25 millions d'avortements dangereux par an dans le monde, selon l'OMS

Un examen par ultrason d'une femme enceinte (image prétexte)
Un examen par ultrason d'une femme enceinte (image prétexte) [Christian Beutler - Keystone]
Chaque année, 25,5 millions d'avortements dans le monde ne se déroulent pas dans des conditions de sécurité suffisantes. Le risque concerne surtout les femmes originaires d’Afrique, d’Asie et d’Amérique latine.

L'Organisation mondiale de la santé (OMS) tire la sonnette d'alarme dans une étude parue jeudi dans la revue The Lancet. Les auteurs y ont évalué les pratiques d’avortement et les ont classées en trois catégories.

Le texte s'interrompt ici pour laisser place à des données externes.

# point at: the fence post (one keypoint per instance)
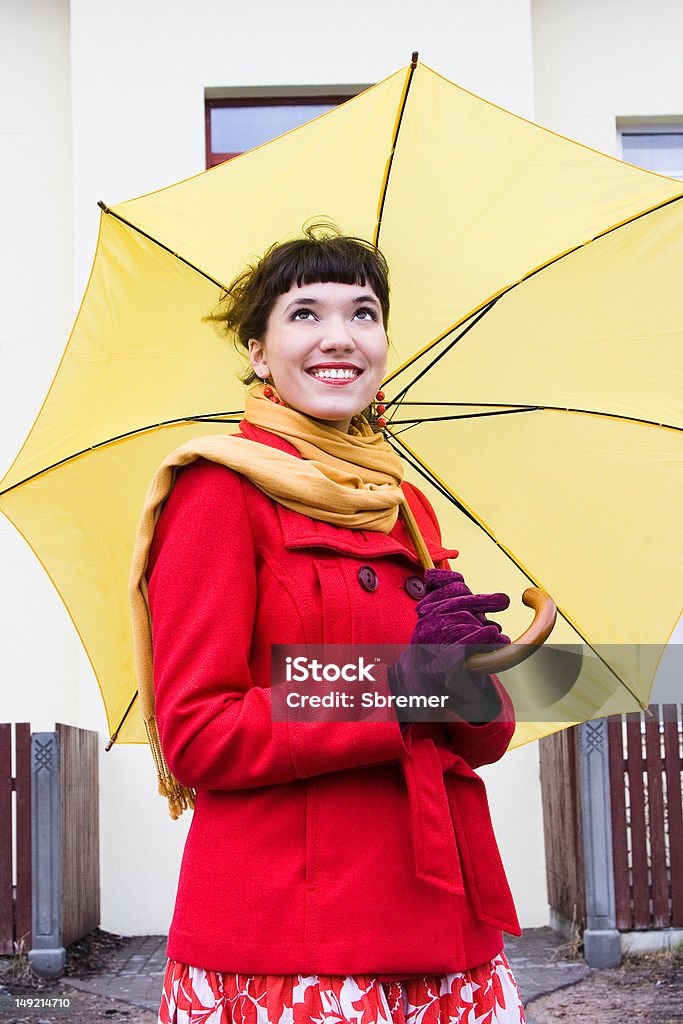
(47, 956)
(601, 939)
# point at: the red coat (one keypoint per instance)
(328, 848)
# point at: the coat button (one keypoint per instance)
(415, 587)
(368, 579)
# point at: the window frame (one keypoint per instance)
(268, 96)
(664, 125)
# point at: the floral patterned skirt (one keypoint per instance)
(484, 994)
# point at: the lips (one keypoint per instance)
(335, 373)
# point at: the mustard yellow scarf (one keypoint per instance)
(347, 479)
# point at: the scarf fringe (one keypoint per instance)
(180, 798)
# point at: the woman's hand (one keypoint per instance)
(451, 622)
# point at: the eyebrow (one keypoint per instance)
(303, 301)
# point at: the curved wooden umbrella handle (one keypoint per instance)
(508, 655)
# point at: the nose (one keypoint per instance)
(338, 336)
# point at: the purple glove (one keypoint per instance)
(451, 626)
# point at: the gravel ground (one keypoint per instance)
(55, 1001)
(645, 989)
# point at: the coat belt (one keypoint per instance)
(453, 836)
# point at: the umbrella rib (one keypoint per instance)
(522, 409)
(151, 238)
(425, 370)
(487, 304)
(115, 734)
(209, 418)
(387, 173)
(432, 478)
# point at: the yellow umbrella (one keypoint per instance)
(537, 330)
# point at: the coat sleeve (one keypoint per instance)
(215, 726)
(476, 743)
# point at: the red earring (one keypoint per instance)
(381, 408)
(270, 394)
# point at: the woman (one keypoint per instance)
(334, 869)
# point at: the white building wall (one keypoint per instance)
(40, 648)
(596, 60)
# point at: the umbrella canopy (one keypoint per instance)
(535, 375)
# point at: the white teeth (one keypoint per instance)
(333, 374)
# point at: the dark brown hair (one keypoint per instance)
(323, 254)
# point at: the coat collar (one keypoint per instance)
(302, 531)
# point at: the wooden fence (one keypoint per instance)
(80, 833)
(645, 775)
(67, 856)
(562, 824)
(645, 767)
(14, 839)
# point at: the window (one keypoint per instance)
(656, 146)
(241, 122)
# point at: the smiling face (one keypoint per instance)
(325, 349)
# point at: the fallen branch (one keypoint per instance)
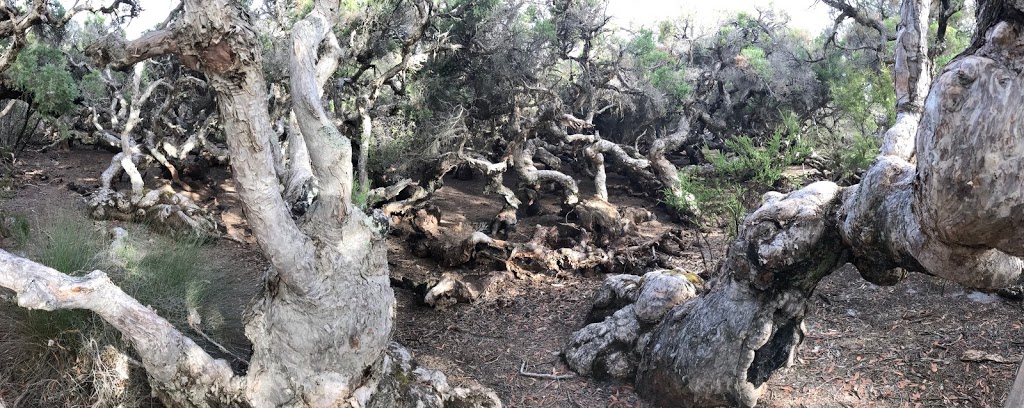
(523, 372)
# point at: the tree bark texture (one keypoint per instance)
(951, 214)
(321, 330)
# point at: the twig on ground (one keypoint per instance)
(523, 372)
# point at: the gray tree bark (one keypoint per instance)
(321, 330)
(953, 214)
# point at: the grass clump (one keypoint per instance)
(73, 358)
(170, 279)
(72, 246)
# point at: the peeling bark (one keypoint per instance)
(182, 374)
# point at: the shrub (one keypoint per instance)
(762, 165)
(714, 202)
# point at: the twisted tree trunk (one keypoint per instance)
(953, 214)
(321, 330)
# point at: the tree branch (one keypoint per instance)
(173, 360)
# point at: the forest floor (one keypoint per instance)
(924, 342)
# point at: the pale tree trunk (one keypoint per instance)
(321, 330)
(952, 214)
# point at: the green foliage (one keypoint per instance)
(757, 59)
(42, 71)
(849, 157)
(862, 97)
(16, 227)
(169, 278)
(762, 165)
(956, 40)
(713, 201)
(92, 87)
(664, 71)
(72, 246)
(360, 194)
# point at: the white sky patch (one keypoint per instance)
(810, 15)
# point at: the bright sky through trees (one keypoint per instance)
(809, 15)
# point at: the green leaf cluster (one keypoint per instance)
(42, 71)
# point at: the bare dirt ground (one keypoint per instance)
(921, 343)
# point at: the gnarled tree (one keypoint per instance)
(321, 331)
(940, 199)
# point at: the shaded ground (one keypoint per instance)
(867, 345)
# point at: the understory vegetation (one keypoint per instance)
(595, 147)
(72, 358)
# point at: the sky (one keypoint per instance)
(810, 15)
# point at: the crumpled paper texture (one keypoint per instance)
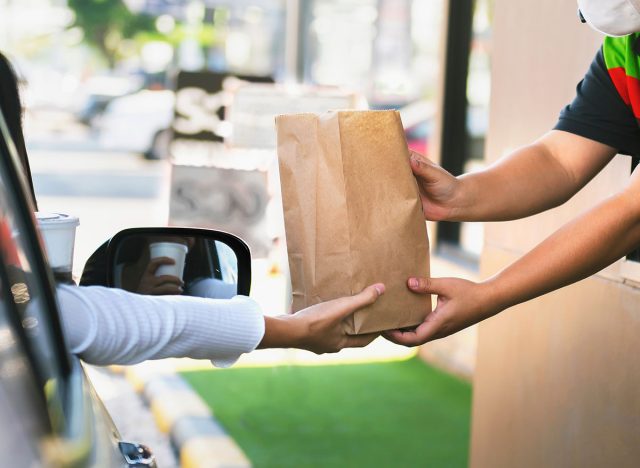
(352, 214)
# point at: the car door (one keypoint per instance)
(49, 415)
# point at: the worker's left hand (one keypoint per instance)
(461, 303)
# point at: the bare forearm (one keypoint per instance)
(532, 179)
(576, 251)
(279, 332)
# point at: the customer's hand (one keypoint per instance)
(438, 188)
(319, 328)
(461, 303)
(159, 285)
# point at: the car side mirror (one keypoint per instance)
(172, 260)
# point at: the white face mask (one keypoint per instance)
(612, 17)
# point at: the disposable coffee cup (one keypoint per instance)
(58, 232)
(173, 250)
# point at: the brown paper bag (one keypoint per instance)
(352, 214)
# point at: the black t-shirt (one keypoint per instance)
(599, 113)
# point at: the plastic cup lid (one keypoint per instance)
(56, 218)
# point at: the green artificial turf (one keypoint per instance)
(395, 414)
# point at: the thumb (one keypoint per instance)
(369, 295)
(426, 285)
(421, 166)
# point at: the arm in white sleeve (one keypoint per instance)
(111, 326)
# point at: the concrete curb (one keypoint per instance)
(180, 412)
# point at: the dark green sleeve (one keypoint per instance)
(598, 112)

Quelque 55% (30,6 millions) des avortements pratiqués entre 2010 et 2014 sont considérés comme sûrs, c'est-à-dire réalisés par un personnel formé et selon une méthode recommandée par l’OMS.

Méthodes risquées

Ceux réalisés par un personnel formé mais avec une méthode datée, ou à l'inverse avec des moyens sûrs, mais en l'absence de personnel compétent représentent 30,7% des avortements (17,1 millions).

Enfin, on trouve les avortements "les moins sûrs" (14,4%, soit 8 millions), réalisés par des gens qui ne sont pas formés et utilisent des méthodes dangereuses et/ou invasives (ingestion de substances caustiques, insertion de corps étrangers, utilisation de breuvages traditionnels...).

ats/yza

Publié le 28 septembre 2017 - Modifié le 28 septembre 2017

Pays en développement touchés

Au total, 97% des cas d'IVG dangereuses sont observées dans les pays en développement en Afrique, en Asie et en Amérique latine, selon les chiffres qui portent sur 2010 à 2014.

"Davantage d'efforts sont nécessaires" en particulier dans ces régions "pour garantir un accès à la contraception et à des avortements sûrs", affirme une spécialiste de la santé reproductive à l'Organisation mondiale de la santé (OMS), Bela Ganatra.